Security researchers recently demonstrated that attackers can can use motion-sensing data to hack into wearable devices like fitness trackers and smartwatches and access a user's device PIN. The premise is that if the wearable is on the same wrist as the hand used to enter the unlock PIN for a mobile device, then analysis of the data from the wearable's sensors can allow hackers to recreate the motion of that arm to figure out the user's PIN.
From the paper 'Friend or Foe?: Your Wearable Devices Reveal Your Personal PIN':
In this work, we show that a wearable device can be exploited to discriminate mm-level distances and directions of the user's fine-grained hand movements, which enable attackers to reproduce the trajectories of the user's hand and further to recover the secret key entries.
Not only can device sensor data detect when you're lying on the couch, it can compromise your security. Scary.
But don't tear the wearable from your wrist just yet. Don't start randomly shaking your arm to add noise to the data. Instead, let's think about the attack from two angles 1) the scale of the hack and 2) the difficulty of the hack.
For the sensor data to be used, it has to be extracted from the wearable. This implies compromising the wearable itself through something like malware, and then sending the sensor data to the hacker. Malware could be distributed to a large numbers of users, allowing sensor data to be collected, and hackers could correlate specific sensor data with a particular user. This seems non-trivial, but necessary if the data is to be used to unlock phones or tablets.
A more likely scenario would be a targeted attack where a particular user is chosen. For this, both the following are true:
The wearable can be compromised (so sensor data can be collected).
The hacker has access to the phone or tablet (so sensor data can be applied).
But if the attacker has physical access to the phone, there are easier ways to extract the PIN, like shoulder surfing or looking at the smudge pattern from oily fingerprints, which is much easier than also installing malware on a different wearable.

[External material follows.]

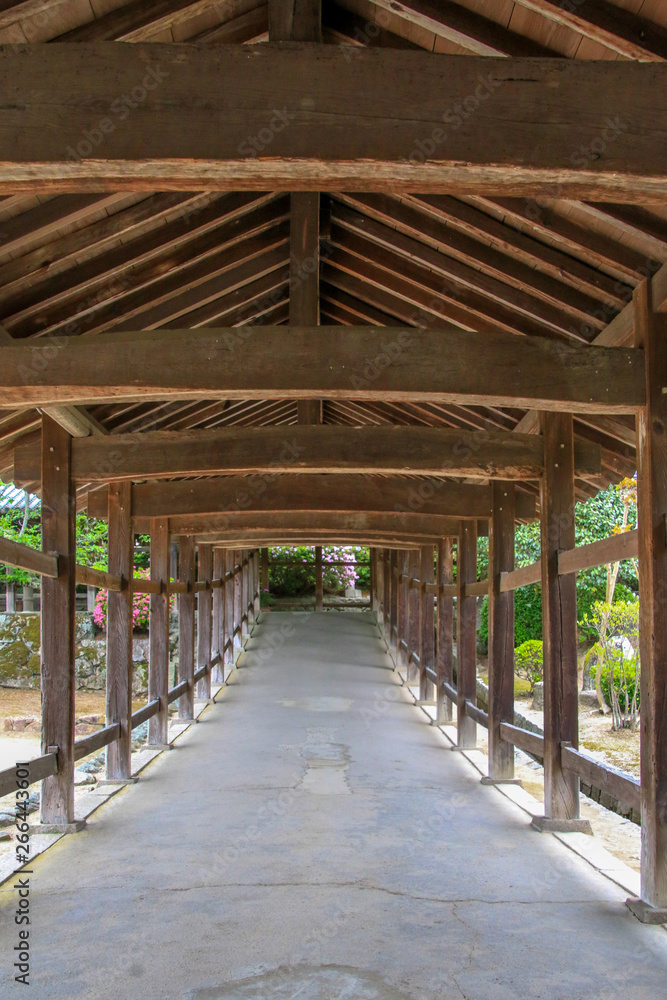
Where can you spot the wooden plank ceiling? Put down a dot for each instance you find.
(75, 264)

And unlocking the phone with the stolen PIN will give the hacker access to sensitive information on that phone, but it's unlikely to enable access to sensitive applications accessed from that phone. This is because any sensitive application (not Facebook) likely mandates a short session time, so that when it's launched, there will be an authentication prompt--one that the hacker with the PIN will fail. However, the unlocked phone could enable the phone as a second factor for an application session from some other device. But the burden of the first password authentication for the hacker remains the same.
Additionally, authentication systems are increasingly more sensitive to the context of a device being used to access applications than the mere possession of an unlocked phone, or even the password. For example, just having the device may be insufficient if it's being used from an anomalous location, or the operations being performed are inconsistent with the valid user's history.

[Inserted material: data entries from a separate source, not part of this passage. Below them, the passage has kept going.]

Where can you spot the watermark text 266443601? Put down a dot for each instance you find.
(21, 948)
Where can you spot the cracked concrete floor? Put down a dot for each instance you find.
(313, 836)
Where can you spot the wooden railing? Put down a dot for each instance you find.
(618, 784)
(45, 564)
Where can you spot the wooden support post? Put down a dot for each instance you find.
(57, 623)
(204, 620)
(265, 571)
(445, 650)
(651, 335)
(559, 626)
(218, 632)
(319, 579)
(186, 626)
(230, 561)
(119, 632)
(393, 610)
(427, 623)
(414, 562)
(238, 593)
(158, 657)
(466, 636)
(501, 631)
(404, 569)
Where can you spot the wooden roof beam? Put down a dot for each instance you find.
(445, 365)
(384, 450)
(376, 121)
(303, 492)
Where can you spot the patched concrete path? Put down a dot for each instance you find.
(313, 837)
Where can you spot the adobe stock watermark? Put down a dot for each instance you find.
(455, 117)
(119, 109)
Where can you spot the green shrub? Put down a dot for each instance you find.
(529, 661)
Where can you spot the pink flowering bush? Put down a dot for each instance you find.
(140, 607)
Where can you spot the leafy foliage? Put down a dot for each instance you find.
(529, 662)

And of course, the hack requires that the mechanism for unlocking the phone also involves some physical movement from the valid user. This movement can be interpreted via wearable sensor data in determining the associated secret (PIN or pattern). The growing capabilities of phones and tablets around biometric authentication mechanisms--either for local unlock or, via the FIDO Alliance frameworks, for server authentication--would completely mitigate the attack. Applying my finger to the TouchID sensor on my iPhone provides no useful movement data that could be used to retroactively determine the template.
Either way, this is an interesting attack. And given the IoT connection, it's definitely oh-so trendy. But it's not one that's likely to pique the interest of Russian hackers (at least those I know). It's still much easier to go after the passwords on a server than PIN's on a device. So again, don't go throwing away those wearables...yet.